Bryce Boyer, senior in mechanical engineering, is one of the six participants that will receive the skin product from the IAPD students. Boyer said he found out about this project through his friend, August Atzenwieler, sophomore in interior architecture and product design.
“I am really looking for two things,” Boyer said. “I really want something that looks cool, but I also would like it to fill out a pant leg so I can look more professional in job settings.”
Boyer said he does not look at being born without either of his legs as a disadvantage. In high school, he participated in marching band and wrestling and has continued wrestling at K-State, where he has also picked up jiu-jitsu, a form of martial art, combat and self-defense sport that uses leverage and special techniques.
He said he has no limitations that he defines himself with. He has traveled to various locations such as Peru, where he climbed Machu Picchu. Boyer said he has no reason to be sensitive about his prosthetic legs; it is just a part of who he is.
“When the kids will stare at me, I want to give them something nice to look at,” Boyer said.
Robinson said Boyer’s passion for movement and doing a wide range of physical activity helped develop the concept of transformation and movement for her design. Getting to know the human subject was one of several challenges the students had to overcome. Robinson said the products have to be designed and completed within a two-week timeframe.
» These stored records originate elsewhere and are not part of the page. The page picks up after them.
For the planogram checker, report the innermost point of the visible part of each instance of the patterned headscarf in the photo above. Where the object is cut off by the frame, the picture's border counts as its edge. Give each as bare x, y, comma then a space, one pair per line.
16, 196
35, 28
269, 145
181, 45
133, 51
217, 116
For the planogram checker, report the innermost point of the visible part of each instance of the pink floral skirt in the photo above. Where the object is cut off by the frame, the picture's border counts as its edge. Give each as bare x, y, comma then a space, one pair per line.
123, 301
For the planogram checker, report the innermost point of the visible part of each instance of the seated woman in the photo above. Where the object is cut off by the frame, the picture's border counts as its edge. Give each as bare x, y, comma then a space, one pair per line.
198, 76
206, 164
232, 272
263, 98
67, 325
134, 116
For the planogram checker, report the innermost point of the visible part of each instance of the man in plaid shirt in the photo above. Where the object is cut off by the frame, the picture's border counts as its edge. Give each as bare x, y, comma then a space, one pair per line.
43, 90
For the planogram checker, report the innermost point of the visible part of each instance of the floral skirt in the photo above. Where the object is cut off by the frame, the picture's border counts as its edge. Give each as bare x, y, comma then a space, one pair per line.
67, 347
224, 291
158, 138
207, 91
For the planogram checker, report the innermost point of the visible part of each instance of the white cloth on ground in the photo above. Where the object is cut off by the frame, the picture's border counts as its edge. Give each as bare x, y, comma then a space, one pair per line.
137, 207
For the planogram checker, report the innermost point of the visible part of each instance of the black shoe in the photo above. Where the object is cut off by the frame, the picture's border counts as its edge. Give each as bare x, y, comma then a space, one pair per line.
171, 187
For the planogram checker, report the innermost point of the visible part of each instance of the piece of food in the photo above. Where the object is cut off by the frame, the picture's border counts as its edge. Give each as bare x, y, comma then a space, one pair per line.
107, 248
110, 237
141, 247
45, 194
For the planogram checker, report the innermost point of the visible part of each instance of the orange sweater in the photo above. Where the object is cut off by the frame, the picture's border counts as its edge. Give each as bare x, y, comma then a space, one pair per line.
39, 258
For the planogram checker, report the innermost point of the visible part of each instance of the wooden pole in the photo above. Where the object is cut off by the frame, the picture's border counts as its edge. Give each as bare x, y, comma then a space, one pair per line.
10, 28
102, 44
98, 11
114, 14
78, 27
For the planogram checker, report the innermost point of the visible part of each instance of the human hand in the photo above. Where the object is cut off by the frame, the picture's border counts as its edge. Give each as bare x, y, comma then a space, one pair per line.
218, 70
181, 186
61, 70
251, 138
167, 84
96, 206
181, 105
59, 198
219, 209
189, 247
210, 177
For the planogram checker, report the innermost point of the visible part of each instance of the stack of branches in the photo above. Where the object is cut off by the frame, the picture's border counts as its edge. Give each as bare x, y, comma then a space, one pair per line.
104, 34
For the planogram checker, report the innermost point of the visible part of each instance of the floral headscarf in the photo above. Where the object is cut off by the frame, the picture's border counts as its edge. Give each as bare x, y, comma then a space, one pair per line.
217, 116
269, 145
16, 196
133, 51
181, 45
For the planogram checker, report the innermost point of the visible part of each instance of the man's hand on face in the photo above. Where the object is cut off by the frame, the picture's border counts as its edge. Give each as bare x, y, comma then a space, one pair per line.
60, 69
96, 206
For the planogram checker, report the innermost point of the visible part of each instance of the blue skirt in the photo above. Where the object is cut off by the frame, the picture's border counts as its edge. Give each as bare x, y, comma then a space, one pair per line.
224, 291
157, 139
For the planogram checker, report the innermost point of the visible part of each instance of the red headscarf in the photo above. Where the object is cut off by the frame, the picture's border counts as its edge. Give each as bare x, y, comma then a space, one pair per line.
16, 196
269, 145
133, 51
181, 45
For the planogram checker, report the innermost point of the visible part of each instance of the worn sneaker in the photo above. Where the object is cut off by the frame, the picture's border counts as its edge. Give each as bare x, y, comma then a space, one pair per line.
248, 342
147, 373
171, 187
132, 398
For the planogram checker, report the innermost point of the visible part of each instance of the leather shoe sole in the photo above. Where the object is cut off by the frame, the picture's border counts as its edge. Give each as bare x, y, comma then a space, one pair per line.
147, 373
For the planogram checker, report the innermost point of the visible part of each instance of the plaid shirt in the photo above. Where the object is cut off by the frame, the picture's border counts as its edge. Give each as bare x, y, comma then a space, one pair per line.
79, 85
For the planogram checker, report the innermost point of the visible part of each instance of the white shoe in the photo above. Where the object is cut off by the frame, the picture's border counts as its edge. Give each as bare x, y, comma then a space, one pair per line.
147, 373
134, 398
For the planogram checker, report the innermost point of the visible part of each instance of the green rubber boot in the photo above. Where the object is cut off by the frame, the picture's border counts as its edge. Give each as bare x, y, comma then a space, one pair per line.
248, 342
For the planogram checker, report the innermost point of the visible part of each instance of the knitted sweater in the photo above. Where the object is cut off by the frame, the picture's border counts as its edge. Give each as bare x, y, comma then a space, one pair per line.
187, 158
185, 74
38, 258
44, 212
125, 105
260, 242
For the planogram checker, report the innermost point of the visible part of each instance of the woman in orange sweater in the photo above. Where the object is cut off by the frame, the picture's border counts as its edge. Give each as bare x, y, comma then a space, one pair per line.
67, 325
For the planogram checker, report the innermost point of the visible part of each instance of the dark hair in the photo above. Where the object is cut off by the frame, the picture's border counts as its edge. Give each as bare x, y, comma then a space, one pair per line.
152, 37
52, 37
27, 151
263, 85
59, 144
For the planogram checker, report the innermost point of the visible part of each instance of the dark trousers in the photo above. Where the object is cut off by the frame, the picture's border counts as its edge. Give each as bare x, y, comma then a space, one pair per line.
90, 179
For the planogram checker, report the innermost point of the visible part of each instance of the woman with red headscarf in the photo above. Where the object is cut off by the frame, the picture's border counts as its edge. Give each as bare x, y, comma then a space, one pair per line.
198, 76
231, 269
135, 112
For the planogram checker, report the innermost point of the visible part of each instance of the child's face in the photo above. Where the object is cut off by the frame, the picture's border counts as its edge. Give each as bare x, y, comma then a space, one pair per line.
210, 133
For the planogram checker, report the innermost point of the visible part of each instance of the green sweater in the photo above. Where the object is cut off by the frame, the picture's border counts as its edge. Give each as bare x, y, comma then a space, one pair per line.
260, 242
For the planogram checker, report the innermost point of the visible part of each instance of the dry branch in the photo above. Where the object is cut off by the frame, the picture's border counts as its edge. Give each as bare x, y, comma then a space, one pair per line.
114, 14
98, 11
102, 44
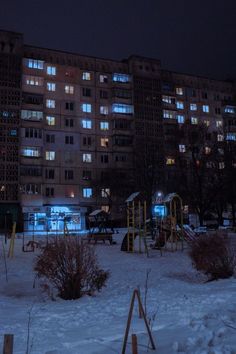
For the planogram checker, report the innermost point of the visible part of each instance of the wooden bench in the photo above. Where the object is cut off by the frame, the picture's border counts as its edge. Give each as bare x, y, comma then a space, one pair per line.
100, 237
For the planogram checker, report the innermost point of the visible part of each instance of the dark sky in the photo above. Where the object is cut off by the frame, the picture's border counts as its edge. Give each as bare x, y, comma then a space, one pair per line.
196, 37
“We started on April 20, and they have to be completed by May 8,” Robinson said.
The process for designing something of this nature should not be easily overlooked. Along with the short amount of time to design the product, the students have been trained in the last couple of months in Institutional Review Board, which is a certification that teaches students and investigators how to properly and ethically work with participants. Headley said the training would allow the students to conduct proper surveys and enable them to work with people outside of the product design program.
With the success of the finished skins, the students learned how to apply their skill-sets in other ways.
“This has a lot of implications, in terms of working with wounded warriors and veterans that are coming, or really just anyone,” Headley said.
The students look at their potential future careers in different terms now. Robinson said this project has really opened her eyes to what she will be capable of upon graduating.
“Now as designers, we have the capability to change someone else’s world,” Robinson said.
Robinson said she has a vision that, in the future, she will be able to help her swim coach’s son, who has muscular dystrophy, be able to achieve his dream of swimming.
“That little boy is incapable of swimming, and he just wants to be like his dad,” Robinson said. “I want to design a product that would enable him to do that, and I think this project helps me realize I can.”
The project has provided insight for what the future might contain for the students.
“As designers, this is our way of contributing back our education,” Headley said. “One man washes the other.”